Cleansing non-performing loans from EU bank balances

 

Since the financial crisis, banks have accumulated about a trillion euro’s worth of non-performing loans (NPLs) on their balance sheets. The high levels of NPLs in Italy, Greece and Portugal, for example, constrain their banks’ lending abilities and cause delays in economic recovery. Various potential private and public solutions have been put forward to resolve the problems caused by NPLs but they persist, despite some improvement in recent quarters. During a CEPS lunchtime meeting at the end of September, panellists Piers Haben (EBA), Ramón Quintana Aguirre (ECB), Stefano Del Punta (Intesa Sanpaolo), and Massimo Massimilla (Algebris Italy) discussed resolving NPLs and the need for further public interventions.

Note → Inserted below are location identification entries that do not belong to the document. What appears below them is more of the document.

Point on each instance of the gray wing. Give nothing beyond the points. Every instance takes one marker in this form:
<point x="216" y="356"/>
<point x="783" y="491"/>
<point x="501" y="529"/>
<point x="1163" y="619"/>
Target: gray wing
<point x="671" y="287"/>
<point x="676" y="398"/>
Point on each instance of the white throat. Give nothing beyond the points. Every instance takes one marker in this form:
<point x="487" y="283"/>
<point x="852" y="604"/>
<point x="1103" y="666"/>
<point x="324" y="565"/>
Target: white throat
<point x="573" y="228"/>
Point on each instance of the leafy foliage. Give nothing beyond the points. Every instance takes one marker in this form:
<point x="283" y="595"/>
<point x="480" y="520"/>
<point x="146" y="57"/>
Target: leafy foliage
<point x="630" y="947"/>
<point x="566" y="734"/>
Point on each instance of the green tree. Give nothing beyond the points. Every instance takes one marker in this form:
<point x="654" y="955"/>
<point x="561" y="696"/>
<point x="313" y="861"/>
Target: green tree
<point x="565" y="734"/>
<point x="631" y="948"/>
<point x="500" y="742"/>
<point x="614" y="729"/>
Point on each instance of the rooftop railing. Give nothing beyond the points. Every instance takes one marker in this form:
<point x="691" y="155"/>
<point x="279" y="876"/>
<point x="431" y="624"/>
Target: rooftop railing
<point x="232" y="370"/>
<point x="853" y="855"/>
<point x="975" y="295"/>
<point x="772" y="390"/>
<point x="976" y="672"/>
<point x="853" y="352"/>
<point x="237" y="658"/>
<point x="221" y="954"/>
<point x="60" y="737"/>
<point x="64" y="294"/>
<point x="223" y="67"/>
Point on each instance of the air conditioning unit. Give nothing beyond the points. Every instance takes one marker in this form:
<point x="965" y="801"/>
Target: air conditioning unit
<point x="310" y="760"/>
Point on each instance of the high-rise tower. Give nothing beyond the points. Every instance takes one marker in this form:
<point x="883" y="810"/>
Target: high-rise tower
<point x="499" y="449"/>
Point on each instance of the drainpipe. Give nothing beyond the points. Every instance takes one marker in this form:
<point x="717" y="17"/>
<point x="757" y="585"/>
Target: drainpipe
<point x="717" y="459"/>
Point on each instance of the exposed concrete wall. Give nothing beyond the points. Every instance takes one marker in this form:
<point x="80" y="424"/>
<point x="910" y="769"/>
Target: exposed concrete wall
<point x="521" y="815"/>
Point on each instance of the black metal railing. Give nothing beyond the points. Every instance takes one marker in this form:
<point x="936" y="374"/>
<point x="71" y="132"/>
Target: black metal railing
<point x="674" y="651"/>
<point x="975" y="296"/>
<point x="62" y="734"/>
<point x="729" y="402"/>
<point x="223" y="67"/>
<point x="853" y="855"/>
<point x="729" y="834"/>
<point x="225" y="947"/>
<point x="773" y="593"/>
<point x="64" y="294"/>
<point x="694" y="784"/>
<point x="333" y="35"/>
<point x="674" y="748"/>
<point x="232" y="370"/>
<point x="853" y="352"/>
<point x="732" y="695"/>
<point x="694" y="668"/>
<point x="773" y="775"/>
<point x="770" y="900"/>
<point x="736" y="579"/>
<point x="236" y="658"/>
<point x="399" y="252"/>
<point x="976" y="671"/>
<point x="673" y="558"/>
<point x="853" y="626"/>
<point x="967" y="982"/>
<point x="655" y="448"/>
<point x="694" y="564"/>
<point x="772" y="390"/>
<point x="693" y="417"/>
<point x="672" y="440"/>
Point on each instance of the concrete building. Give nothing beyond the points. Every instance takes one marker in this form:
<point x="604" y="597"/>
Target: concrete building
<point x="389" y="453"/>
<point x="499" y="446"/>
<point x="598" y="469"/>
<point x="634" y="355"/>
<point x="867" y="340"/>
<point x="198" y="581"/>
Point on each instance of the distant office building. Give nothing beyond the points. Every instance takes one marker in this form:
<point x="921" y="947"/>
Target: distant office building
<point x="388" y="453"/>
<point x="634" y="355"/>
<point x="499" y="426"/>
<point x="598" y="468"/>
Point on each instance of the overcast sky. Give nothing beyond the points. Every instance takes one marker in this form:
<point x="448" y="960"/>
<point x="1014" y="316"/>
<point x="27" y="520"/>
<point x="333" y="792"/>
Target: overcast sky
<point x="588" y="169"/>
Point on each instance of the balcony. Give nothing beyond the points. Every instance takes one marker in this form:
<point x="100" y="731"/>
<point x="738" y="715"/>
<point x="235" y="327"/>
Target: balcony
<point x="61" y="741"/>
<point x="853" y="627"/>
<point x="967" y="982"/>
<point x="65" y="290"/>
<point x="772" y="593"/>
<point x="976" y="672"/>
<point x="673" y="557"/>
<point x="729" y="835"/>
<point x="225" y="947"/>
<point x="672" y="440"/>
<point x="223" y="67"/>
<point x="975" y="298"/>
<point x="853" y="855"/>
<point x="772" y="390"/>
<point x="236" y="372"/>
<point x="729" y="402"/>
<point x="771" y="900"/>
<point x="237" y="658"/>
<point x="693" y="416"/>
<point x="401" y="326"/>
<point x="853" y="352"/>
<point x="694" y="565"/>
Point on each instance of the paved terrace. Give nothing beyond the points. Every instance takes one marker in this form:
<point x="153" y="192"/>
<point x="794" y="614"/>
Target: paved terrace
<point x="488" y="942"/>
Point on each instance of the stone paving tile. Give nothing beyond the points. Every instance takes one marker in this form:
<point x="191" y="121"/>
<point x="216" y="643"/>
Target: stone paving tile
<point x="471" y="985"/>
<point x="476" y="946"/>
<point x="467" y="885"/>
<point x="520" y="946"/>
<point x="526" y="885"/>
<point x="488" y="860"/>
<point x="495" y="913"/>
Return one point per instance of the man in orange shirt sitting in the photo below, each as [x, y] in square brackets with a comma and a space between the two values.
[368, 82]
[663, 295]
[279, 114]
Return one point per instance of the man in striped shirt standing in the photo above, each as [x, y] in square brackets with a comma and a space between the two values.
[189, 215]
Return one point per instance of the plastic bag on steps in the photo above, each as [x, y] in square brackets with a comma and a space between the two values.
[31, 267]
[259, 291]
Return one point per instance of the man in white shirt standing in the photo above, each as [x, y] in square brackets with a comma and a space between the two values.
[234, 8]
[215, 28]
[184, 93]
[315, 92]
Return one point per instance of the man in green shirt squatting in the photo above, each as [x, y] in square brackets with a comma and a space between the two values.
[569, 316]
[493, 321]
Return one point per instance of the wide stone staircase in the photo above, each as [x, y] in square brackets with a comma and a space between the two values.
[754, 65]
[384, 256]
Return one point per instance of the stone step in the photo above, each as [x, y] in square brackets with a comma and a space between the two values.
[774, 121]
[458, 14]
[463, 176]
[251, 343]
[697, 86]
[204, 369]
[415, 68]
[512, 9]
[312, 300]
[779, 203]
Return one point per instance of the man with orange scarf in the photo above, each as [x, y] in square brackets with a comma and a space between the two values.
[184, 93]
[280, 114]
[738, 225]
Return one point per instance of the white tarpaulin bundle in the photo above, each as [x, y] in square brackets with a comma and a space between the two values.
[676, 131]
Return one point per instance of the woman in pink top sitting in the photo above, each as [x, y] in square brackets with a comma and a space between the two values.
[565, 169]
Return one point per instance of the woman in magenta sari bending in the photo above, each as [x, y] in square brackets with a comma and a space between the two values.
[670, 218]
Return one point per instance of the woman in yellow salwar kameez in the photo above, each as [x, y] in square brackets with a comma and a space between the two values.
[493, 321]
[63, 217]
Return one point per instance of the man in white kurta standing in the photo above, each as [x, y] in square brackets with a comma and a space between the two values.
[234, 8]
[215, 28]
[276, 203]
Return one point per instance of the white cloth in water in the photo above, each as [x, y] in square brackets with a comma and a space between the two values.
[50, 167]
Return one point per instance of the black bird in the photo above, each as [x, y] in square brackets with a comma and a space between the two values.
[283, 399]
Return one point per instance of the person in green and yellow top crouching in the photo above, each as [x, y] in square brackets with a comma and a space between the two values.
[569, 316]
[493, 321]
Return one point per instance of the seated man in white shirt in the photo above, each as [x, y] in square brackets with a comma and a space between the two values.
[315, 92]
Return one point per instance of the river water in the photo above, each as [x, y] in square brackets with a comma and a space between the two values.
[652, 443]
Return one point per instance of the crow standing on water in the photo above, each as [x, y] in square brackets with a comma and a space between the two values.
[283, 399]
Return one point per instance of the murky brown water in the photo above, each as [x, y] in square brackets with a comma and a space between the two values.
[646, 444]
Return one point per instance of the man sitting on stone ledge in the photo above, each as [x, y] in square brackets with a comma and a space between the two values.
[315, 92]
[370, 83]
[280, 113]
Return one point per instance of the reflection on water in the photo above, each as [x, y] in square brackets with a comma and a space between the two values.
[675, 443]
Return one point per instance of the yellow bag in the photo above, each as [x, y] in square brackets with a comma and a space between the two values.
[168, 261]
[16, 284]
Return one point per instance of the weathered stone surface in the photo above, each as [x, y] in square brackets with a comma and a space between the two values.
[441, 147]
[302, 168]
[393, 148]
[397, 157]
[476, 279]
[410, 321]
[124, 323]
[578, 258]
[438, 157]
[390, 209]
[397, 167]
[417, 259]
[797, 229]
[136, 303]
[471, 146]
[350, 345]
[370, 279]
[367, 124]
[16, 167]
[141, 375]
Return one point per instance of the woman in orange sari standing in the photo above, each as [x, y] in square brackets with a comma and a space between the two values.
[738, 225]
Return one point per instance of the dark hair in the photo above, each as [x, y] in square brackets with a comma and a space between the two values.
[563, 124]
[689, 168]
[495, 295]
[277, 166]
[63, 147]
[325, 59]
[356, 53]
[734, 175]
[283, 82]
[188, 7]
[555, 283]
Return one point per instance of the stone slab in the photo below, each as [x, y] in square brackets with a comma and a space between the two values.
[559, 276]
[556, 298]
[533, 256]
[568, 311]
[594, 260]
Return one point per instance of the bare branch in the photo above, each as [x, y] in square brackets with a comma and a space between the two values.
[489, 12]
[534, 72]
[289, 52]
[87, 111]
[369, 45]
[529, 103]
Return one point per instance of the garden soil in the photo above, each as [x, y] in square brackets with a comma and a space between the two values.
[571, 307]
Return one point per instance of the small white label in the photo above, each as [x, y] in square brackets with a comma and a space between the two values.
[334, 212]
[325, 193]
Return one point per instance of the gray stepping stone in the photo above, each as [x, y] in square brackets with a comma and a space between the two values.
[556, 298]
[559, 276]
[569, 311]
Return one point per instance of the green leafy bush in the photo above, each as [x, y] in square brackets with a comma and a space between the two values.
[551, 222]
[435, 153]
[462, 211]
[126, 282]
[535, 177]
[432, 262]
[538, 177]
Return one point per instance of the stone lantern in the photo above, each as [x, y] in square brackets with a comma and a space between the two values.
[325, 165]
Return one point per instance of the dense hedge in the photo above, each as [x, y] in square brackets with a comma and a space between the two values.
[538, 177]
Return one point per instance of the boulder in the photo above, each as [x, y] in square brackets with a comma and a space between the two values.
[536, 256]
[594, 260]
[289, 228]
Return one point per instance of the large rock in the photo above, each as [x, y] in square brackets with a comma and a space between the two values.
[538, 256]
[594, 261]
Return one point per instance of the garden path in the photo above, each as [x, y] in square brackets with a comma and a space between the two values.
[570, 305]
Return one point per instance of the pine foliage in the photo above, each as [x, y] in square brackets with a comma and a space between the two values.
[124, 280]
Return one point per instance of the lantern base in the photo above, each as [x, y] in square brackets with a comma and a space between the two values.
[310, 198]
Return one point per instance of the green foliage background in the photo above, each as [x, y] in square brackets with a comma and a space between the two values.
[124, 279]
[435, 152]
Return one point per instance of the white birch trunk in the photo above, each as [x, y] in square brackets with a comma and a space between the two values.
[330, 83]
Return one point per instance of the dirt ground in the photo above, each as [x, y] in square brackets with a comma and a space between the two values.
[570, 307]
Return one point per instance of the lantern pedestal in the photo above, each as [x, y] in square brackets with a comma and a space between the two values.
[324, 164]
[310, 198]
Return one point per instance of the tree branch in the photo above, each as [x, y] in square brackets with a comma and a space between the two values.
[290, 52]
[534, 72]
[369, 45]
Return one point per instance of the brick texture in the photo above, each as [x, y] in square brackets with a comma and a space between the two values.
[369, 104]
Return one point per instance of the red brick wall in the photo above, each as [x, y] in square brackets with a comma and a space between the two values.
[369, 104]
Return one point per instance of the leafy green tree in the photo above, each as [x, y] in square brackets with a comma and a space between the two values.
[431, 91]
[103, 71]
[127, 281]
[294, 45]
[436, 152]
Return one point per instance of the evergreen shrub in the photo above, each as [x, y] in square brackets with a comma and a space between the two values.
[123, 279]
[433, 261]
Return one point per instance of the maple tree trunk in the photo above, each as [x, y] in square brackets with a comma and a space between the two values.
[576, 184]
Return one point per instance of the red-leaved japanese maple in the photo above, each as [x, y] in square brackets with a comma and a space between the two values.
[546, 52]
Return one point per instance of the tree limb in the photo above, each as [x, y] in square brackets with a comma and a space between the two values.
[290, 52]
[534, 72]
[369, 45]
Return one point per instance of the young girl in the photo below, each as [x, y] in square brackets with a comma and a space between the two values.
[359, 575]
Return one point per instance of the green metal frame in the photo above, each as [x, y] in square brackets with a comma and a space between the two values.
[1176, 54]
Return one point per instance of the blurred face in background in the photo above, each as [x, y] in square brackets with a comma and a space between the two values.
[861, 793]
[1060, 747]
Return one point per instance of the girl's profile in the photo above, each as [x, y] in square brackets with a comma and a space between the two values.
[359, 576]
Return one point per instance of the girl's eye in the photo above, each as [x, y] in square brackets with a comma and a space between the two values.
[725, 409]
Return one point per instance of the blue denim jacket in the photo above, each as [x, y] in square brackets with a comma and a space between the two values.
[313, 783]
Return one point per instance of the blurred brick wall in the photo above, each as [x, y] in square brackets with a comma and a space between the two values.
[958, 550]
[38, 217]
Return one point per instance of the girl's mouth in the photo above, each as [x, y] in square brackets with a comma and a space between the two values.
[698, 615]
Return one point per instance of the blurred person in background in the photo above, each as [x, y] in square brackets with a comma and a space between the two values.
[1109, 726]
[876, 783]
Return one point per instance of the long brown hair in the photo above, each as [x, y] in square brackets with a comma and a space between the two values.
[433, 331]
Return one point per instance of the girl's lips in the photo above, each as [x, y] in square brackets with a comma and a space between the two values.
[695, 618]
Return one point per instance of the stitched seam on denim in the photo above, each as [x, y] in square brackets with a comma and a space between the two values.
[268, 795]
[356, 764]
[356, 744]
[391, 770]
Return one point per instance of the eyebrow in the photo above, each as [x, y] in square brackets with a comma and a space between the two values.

Banks can reduce their stock of NPLs in various ways. Depending on the type of NPL portfolio and a bank’s capacity, a bank-specific strategy should be chosen. Whether it is optimal to keep the NPLs or to sell them to investors or a public asset management company depends on a bank’s capacity to maximise the recovery value. Indeed, smaller banks do not often have the staff or the knowledge to recover the most from NPLs themselves, in which case the sale of NPLs to investors should be the preferred strategy. Investors in NPLs often require high returns and are small in number. In order to attract more investors, supervisors are improving the information they give to potential investors. There is, however, still room to improve the resolvability of NPLs, and especially to foster the efficiency of the judicial system and insolvency law.